I watched as the psychopathic murderer smiled pleasantly, adjusted the mike, and cleared his throat.

“I see myself as a historical figure,” Perrine said from the dais without the slightest hint of irony. “Like Pancho Villa or Che Guevara or the great Simón Bolívar, I am here to continue the Southern Hemisphere’s great tradition of rebellion. Only, I am more honest, more defiant, because I refuse to hide my ambitions behind the bullshit con game that is socialism.

“I do not need to justify my actions. Especially to the Americans. Borders and laws, they cry. Supply and demand is my reply. They disrupt my business while it is their decadent sons and daughters who are my very best customers.

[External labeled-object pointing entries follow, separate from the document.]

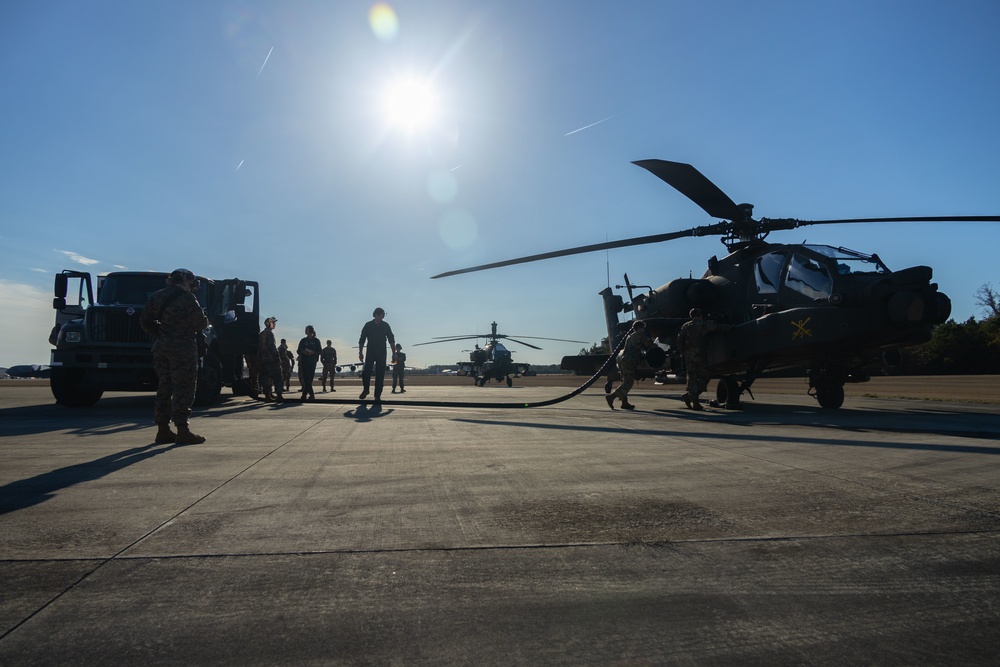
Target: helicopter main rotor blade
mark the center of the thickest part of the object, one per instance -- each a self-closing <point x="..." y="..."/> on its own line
<point x="561" y="340"/>
<point x="521" y="342"/>
<point x="695" y="186"/>
<point x="791" y="223"/>
<point x="446" y="340"/>
<point x="639" y="240"/>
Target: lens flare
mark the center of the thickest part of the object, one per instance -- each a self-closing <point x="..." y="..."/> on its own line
<point x="457" y="228"/>
<point x="383" y="21"/>
<point x="441" y="186"/>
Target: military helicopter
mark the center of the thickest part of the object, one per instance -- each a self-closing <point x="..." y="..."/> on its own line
<point x="833" y="311"/>
<point x="493" y="360"/>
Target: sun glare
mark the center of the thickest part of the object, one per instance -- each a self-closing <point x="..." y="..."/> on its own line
<point x="410" y="104"/>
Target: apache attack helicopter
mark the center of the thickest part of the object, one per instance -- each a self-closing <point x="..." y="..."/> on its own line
<point x="833" y="311"/>
<point x="493" y="361"/>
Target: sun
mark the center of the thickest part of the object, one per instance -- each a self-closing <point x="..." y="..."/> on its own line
<point x="410" y="104"/>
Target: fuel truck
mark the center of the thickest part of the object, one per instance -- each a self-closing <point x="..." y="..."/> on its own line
<point x="99" y="345"/>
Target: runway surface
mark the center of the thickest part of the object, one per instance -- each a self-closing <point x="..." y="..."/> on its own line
<point x="342" y="533"/>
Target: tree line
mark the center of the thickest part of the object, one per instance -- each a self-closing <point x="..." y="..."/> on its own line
<point x="961" y="348"/>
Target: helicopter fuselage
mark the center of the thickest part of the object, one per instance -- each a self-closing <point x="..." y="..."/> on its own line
<point x="831" y="310"/>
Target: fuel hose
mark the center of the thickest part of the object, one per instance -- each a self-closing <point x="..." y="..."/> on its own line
<point x="474" y="404"/>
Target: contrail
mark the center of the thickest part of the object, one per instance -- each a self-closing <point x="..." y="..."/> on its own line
<point x="265" y="63"/>
<point x="591" y="125"/>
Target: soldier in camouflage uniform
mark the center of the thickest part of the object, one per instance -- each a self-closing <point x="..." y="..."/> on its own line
<point x="329" y="359"/>
<point x="270" y="363"/>
<point x="691" y="344"/>
<point x="287" y="360"/>
<point x="175" y="319"/>
<point x="628" y="362"/>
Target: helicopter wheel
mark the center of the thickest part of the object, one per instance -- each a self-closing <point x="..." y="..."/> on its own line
<point x="727" y="392"/>
<point x="830" y="396"/>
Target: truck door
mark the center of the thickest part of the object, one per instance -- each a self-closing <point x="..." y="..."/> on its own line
<point x="235" y="314"/>
<point x="73" y="293"/>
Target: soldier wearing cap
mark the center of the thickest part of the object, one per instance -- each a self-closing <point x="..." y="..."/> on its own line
<point x="628" y="363"/>
<point x="175" y="319"/>
<point x="376" y="332"/>
<point x="287" y="360"/>
<point x="691" y="344"/>
<point x="270" y="363"/>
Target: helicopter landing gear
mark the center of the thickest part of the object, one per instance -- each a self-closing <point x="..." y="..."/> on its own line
<point x="727" y="392"/>
<point x="827" y="385"/>
<point x="830" y="395"/>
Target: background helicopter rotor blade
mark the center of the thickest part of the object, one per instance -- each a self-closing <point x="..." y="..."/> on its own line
<point x="561" y="340"/>
<point x="709" y="230"/>
<point x="521" y="342"/>
<point x="446" y="340"/>
<point x="695" y="186"/>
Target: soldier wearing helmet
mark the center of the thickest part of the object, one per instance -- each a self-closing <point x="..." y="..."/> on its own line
<point x="175" y="319"/>
<point x="375" y="332"/>
<point x="269" y="363"/>
<point x="628" y="363"/>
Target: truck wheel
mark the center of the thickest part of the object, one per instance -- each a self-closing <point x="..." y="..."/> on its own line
<point x="67" y="390"/>
<point x="209" y="385"/>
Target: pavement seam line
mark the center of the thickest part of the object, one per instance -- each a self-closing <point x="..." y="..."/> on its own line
<point x="118" y="555"/>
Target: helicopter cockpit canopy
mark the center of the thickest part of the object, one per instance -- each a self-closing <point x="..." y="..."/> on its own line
<point x="810" y="270"/>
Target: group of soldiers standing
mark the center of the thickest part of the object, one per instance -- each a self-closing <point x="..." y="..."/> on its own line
<point x="275" y="362"/>
<point x="174" y="318"/>
<point x="690" y="344"/>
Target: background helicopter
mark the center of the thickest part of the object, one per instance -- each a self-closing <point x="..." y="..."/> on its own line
<point x="831" y="310"/>
<point x="493" y="360"/>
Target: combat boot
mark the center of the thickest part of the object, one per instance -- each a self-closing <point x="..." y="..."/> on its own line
<point x="186" y="437"/>
<point x="163" y="433"/>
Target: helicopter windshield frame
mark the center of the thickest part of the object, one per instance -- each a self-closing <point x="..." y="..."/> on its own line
<point x="850" y="261"/>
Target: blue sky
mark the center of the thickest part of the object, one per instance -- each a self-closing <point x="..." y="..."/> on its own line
<point x="250" y="138"/>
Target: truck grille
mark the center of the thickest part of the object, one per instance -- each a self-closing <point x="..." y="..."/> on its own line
<point x="116" y="326"/>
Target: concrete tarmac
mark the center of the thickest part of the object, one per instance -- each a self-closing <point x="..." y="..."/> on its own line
<point x="345" y="534"/>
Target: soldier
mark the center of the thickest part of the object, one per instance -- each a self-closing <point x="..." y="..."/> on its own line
<point x="328" y="357"/>
<point x="398" y="368"/>
<point x="691" y="344"/>
<point x="175" y="319"/>
<point x="270" y="363"/>
<point x="628" y="362"/>
<point x="287" y="360"/>
<point x="309" y="350"/>
<point x="376" y="332"/>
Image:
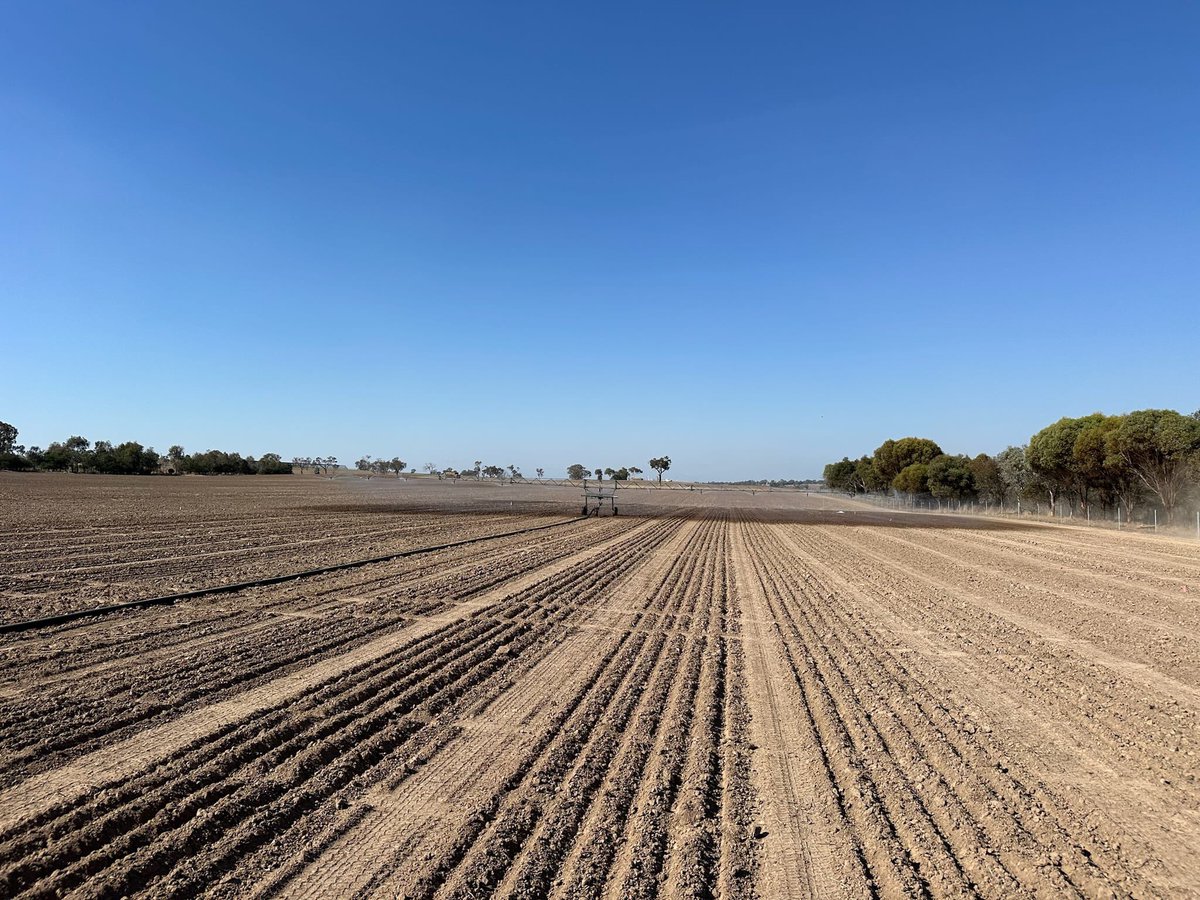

“It is time,” Perrine said. “Time to stop fucking around. That is what I learned during my stay in the great United States. My brief stay.”

The audience broke into applause and uproarious laughter at that one.

I wanted to put my fist through the screen.

“I see the US finally for what it is,” Perrine continued. “Just another rival, just another meddlesome obstacle to our ambitions. Where the Americans are weak, we will show our strength. We will not stop until the border itself is meaningless. We will spur on chaos until it is manifest everywhere, until even the American authorities are as cowed as the Mexican ones. Then and only then will we have free rein.

“And by we, be sure that I do not mean old Mexico. I do not mean the sorry downtrodden, the blessed poor. Fuck the forever-useless, sniveling, ever-present poor once and for all, I say.

“By we, I mean you and me-all the people ruthless and lucky enough to be in this room at this present moment. Tout le monde is ours for the taking, my friends! The world is turning, readying itself for new borders, new laws. I say we write them with the blood of our American enemies. What do you say? Who is with me? Who wants to be a billionaire?”